In the following screen shot you will see I am manually adding 10.10.2.0 (DCs), 10.10.3.0 (Exchange BEs) and 10.10.4.0 (Exchange FEs) to the WRT using the "Route Add" command:
The next screen shot, will display all the routing information that is part of WRT. You can use the "Route Print" command to display the Windows Routing Table.
During the ISA Server 2004 installation, the ISA Server looks for the WRT to "learn" the internal and other reachable networks. If the DCs or any other subnet are not in the Windows Routing Table, the ISA Server will think it is located on the default External Network and deny the traffic using the Default Rule. If it is in the WRT, it will automatically add the DC subnet to the Internal network.
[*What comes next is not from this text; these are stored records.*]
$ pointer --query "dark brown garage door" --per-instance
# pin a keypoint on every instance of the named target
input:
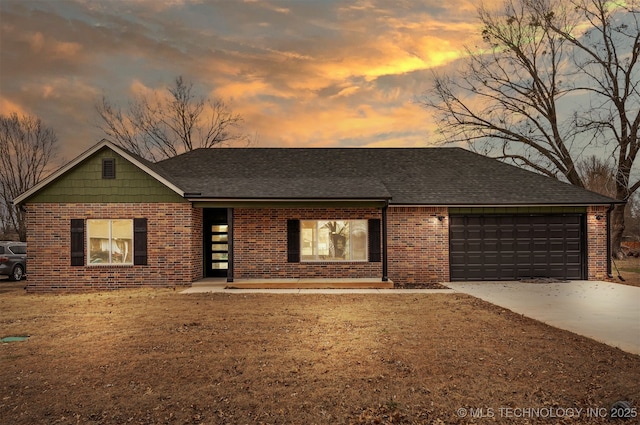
(509, 247)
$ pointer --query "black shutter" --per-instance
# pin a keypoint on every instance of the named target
(375, 254)
(293, 241)
(140, 241)
(77, 242)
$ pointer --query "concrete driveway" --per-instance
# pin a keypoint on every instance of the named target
(606, 312)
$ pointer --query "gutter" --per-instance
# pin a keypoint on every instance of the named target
(609, 210)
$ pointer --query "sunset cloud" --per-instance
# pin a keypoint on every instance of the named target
(310, 73)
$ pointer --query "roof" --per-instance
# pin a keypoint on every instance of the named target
(400, 176)
(144, 165)
(403, 176)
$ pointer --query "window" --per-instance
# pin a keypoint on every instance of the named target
(110, 241)
(108, 168)
(333, 240)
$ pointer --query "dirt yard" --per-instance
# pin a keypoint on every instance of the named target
(629, 269)
(160, 357)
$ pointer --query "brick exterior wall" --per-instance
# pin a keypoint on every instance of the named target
(174, 247)
(260, 244)
(597, 243)
(418, 245)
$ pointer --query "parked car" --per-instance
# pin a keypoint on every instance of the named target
(13, 259)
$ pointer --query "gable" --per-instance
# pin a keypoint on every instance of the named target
(84, 183)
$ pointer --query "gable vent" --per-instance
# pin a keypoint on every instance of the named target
(108, 168)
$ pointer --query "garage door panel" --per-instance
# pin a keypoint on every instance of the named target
(518, 246)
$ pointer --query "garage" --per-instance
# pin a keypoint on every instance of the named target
(510, 247)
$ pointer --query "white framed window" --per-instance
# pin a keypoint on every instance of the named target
(109, 241)
(333, 240)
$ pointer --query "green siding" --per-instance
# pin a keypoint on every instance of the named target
(520, 210)
(84, 183)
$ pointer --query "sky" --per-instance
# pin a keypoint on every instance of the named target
(301, 73)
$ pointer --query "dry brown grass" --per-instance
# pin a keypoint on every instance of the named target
(629, 269)
(156, 356)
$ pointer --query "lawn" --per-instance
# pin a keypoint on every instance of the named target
(157, 356)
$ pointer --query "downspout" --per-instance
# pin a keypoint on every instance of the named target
(609, 273)
(230, 244)
(385, 272)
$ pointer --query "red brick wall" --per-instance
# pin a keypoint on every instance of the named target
(260, 244)
(418, 245)
(597, 243)
(174, 246)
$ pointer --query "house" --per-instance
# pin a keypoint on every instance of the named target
(110, 219)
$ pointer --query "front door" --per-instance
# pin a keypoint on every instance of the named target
(216, 242)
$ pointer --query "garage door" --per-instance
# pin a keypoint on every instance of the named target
(508, 247)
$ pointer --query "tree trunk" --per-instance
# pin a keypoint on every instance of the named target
(617, 229)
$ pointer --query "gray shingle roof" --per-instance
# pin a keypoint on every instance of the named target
(411, 176)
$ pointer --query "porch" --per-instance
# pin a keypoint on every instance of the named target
(292, 283)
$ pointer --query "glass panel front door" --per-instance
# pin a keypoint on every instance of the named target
(216, 240)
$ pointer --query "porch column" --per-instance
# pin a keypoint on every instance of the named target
(230, 244)
(385, 273)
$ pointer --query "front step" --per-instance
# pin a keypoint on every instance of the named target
(365, 283)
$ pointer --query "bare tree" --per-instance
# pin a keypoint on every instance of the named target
(161, 126)
(27, 148)
(598, 175)
(558, 76)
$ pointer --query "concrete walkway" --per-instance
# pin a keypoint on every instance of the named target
(606, 312)
(221, 286)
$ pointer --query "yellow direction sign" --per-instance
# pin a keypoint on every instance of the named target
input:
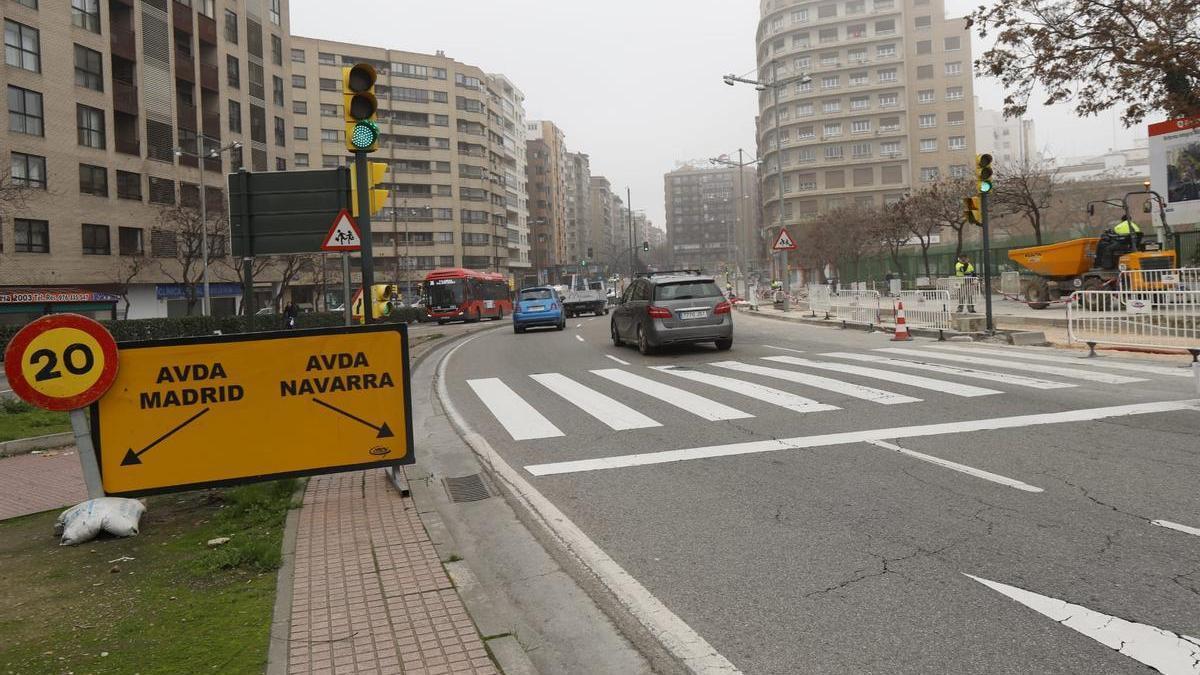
(211, 411)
In the above scenario, the ISA Server will automatically add the following subnets to its Internal Network:
10.10.1.0 – 10.10.1.255
10.10.2.0 – 10.10.2.255
10.10.3.0 – 10.10.3.255
10.10.4.0 – 10.10.4.255
If you go to the properties of the Internal Network, sometimes you will see a "Domain Controller" name in the network list. During the ISA Server setup, it will discover the ISA Server’s "Logon Server" and add it to the Internal Network as a "Domain Controller". You cannot modify this entry.
Let’s say you forgot to add a route to your Domain Controller or other trusted subnet information, what will happen after the ISA Server installation? Of course, you cannot logon to the Domain or contact any other servers on the trusted network.
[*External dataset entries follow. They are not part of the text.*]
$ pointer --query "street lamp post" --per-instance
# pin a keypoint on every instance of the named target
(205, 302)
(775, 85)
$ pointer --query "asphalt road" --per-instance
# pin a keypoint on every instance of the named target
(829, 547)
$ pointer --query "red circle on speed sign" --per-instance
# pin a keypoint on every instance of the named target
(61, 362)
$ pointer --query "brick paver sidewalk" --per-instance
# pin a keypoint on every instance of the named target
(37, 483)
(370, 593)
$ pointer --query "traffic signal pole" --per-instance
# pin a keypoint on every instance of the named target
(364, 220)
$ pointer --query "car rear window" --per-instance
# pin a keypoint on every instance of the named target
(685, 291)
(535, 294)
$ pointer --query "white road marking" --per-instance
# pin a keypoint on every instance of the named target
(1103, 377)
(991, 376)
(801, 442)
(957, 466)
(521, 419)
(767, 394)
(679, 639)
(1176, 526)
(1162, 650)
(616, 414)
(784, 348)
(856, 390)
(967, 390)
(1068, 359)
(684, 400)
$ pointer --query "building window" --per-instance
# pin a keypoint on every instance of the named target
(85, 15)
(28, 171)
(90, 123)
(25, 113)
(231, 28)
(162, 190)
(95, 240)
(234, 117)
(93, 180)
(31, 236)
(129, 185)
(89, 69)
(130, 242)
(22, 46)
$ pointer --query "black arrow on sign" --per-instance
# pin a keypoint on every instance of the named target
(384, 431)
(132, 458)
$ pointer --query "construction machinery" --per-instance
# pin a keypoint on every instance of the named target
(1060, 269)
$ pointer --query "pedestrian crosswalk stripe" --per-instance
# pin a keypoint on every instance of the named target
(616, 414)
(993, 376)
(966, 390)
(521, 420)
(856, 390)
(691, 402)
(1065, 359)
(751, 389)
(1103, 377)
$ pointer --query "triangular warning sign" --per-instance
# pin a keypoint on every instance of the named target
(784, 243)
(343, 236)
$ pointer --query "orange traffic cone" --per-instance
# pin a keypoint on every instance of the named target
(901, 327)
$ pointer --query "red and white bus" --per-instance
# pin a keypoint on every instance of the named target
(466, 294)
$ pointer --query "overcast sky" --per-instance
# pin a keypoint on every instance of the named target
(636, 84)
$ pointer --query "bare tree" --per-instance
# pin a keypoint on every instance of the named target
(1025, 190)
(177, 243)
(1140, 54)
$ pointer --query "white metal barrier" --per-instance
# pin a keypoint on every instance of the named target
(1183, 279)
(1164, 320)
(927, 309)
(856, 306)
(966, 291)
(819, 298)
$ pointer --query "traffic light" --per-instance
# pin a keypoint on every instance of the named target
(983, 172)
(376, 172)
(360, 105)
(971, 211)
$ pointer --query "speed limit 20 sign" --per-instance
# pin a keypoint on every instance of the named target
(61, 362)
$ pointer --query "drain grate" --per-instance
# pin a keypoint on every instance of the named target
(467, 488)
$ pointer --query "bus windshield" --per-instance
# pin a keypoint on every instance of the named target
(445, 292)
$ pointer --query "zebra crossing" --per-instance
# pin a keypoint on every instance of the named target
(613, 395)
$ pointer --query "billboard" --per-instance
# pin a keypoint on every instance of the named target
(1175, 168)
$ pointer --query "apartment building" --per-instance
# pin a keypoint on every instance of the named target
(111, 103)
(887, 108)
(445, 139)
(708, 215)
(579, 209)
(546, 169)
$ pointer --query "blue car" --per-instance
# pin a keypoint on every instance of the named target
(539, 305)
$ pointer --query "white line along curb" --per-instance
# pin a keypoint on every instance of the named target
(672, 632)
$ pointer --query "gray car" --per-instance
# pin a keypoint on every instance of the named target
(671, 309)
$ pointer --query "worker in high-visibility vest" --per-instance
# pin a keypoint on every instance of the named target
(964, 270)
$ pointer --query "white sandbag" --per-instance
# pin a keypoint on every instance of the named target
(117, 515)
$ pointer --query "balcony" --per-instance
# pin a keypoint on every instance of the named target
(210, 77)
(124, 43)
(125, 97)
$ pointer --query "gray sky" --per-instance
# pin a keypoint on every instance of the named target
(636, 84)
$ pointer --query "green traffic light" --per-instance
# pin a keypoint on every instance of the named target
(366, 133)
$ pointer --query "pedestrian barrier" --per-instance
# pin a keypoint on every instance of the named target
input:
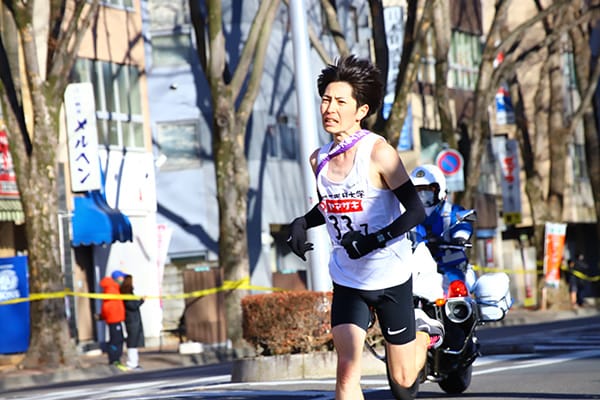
(242, 284)
(578, 274)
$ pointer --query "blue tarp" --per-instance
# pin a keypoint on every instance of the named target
(96, 223)
(14, 318)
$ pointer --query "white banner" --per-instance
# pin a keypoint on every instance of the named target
(80, 111)
(507, 154)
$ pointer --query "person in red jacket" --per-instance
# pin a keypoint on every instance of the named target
(113, 313)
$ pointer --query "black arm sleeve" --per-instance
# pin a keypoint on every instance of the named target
(314, 217)
(414, 214)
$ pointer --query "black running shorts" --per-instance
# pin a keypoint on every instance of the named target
(393, 306)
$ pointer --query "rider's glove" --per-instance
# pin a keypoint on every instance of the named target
(297, 239)
(357, 244)
(458, 241)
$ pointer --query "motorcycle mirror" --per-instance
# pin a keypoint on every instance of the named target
(467, 215)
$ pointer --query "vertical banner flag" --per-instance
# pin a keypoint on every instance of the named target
(554, 246)
(82, 134)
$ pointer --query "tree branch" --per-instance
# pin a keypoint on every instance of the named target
(250, 48)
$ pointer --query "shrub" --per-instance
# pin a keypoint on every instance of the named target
(289, 322)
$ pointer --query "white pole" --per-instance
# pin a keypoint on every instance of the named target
(318, 275)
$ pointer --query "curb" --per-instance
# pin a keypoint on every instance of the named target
(297, 366)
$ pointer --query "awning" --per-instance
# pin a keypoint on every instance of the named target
(96, 223)
(11, 210)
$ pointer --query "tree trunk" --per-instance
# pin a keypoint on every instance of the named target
(585, 79)
(443, 35)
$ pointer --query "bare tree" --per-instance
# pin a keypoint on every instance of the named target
(233, 92)
(33, 143)
(543, 132)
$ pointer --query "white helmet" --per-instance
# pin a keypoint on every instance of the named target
(427, 175)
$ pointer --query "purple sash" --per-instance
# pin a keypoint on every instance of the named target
(345, 145)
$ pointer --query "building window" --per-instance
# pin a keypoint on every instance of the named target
(171, 49)
(431, 145)
(118, 101)
(127, 4)
(464, 57)
(426, 71)
(178, 144)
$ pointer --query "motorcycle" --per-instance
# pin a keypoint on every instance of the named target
(446, 288)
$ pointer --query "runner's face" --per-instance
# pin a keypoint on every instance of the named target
(339, 111)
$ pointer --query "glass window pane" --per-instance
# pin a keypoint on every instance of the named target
(123, 89)
(113, 133)
(137, 130)
(180, 144)
(171, 50)
(133, 134)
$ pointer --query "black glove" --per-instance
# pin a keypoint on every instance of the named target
(297, 239)
(357, 244)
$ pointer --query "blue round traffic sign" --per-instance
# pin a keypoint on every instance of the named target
(449, 161)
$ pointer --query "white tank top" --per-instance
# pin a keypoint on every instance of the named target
(356, 204)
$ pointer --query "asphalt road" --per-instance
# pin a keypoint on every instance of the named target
(547, 361)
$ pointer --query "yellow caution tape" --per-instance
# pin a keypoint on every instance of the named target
(578, 274)
(242, 284)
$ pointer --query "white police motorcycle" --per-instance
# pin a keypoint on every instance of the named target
(446, 288)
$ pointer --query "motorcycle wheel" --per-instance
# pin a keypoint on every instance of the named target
(402, 393)
(457, 381)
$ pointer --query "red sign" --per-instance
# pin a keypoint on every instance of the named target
(8, 180)
(449, 161)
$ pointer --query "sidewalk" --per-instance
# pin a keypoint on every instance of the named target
(96, 366)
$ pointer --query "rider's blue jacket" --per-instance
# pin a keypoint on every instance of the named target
(441, 217)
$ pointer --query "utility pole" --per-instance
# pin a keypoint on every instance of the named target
(318, 273)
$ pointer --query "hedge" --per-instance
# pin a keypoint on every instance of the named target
(290, 322)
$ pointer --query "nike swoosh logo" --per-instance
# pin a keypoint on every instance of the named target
(391, 332)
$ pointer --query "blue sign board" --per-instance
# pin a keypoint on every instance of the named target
(14, 318)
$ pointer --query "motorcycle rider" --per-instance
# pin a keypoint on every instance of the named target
(430, 183)
(439, 224)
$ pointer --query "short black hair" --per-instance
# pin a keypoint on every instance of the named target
(361, 74)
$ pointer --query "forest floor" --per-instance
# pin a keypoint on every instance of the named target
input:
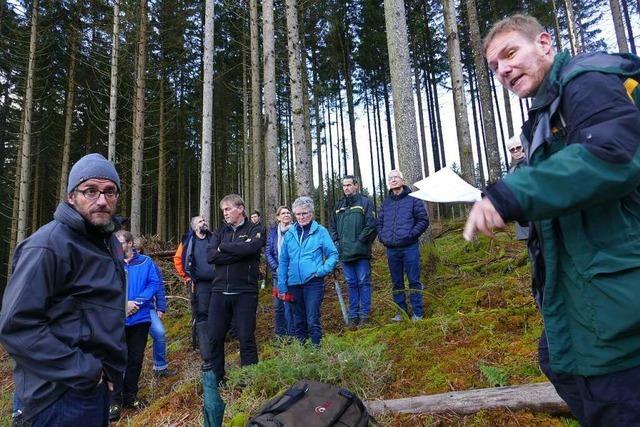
(480, 330)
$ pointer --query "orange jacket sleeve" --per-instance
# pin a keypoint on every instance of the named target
(177, 262)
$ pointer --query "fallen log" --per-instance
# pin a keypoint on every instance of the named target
(540, 397)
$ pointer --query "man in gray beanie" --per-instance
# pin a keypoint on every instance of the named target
(64, 307)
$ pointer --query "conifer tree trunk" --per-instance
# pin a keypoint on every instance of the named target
(113, 86)
(507, 111)
(207, 112)
(556, 25)
(319, 126)
(486, 106)
(68, 111)
(618, 25)
(387, 111)
(627, 20)
(25, 166)
(423, 138)
(258, 150)
(246, 134)
(404, 112)
(303, 172)
(138, 123)
(573, 30)
(272, 168)
(479, 134)
(161, 224)
(459, 100)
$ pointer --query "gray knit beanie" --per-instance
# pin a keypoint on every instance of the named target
(92, 166)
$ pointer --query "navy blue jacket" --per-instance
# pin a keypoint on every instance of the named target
(271, 252)
(402, 219)
(63, 313)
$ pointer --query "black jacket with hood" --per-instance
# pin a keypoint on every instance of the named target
(235, 252)
(63, 311)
The following section will explain how to resolve this issue:
- Logon to the ISA Server using the Local Administrator account (logon locally)
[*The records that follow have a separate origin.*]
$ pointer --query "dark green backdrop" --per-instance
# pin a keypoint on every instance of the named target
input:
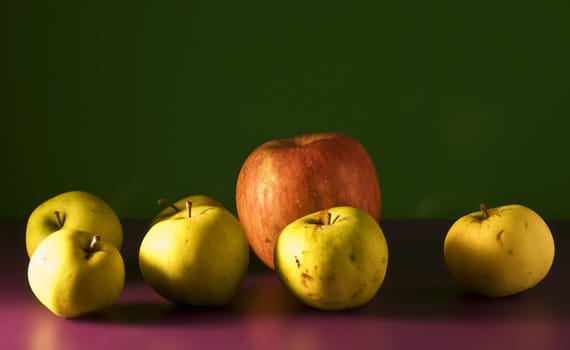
(457, 103)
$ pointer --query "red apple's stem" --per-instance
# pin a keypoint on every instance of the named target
(94, 241)
(58, 218)
(166, 203)
(189, 208)
(484, 210)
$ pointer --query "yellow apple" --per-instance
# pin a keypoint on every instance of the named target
(74, 273)
(198, 256)
(332, 259)
(180, 205)
(500, 251)
(78, 210)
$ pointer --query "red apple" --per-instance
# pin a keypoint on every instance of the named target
(285, 179)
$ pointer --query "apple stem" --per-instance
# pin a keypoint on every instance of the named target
(166, 203)
(325, 218)
(58, 218)
(189, 208)
(94, 241)
(484, 210)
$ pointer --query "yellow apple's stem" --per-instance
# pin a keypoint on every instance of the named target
(166, 203)
(94, 241)
(325, 218)
(189, 208)
(58, 218)
(484, 210)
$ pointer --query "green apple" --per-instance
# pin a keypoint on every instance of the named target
(198, 256)
(500, 251)
(76, 210)
(74, 273)
(332, 259)
(180, 205)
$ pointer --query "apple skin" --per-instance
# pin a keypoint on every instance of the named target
(70, 279)
(285, 179)
(499, 252)
(200, 259)
(333, 263)
(197, 200)
(80, 210)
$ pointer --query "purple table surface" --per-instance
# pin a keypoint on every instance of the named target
(418, 306)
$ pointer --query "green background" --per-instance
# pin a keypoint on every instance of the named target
(457, 103)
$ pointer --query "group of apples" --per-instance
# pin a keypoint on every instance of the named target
(309, 208)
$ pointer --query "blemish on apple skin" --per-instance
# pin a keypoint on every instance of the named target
(499, 236)
(305, 278)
- Go to the Command Prompt, add the appropriate route using the Route Add –P command
- Open the ISA Server Management Console
- Go to the Properties of the Internal Network
- Add the DC subnets and all other required subnet information
- Click OK and close the ISA Server Management Console
- Restart the Microsoft Firewall Service.
- Log off from the machine and try to logon to the Domain.
The rule of thumb is, if the servers are on different networks than the ISA’s Default Internal subnet and you want to communicate to any other subnet other than the ISA Server’s Default Internal subnet, it must be added to the Windows Routing Table.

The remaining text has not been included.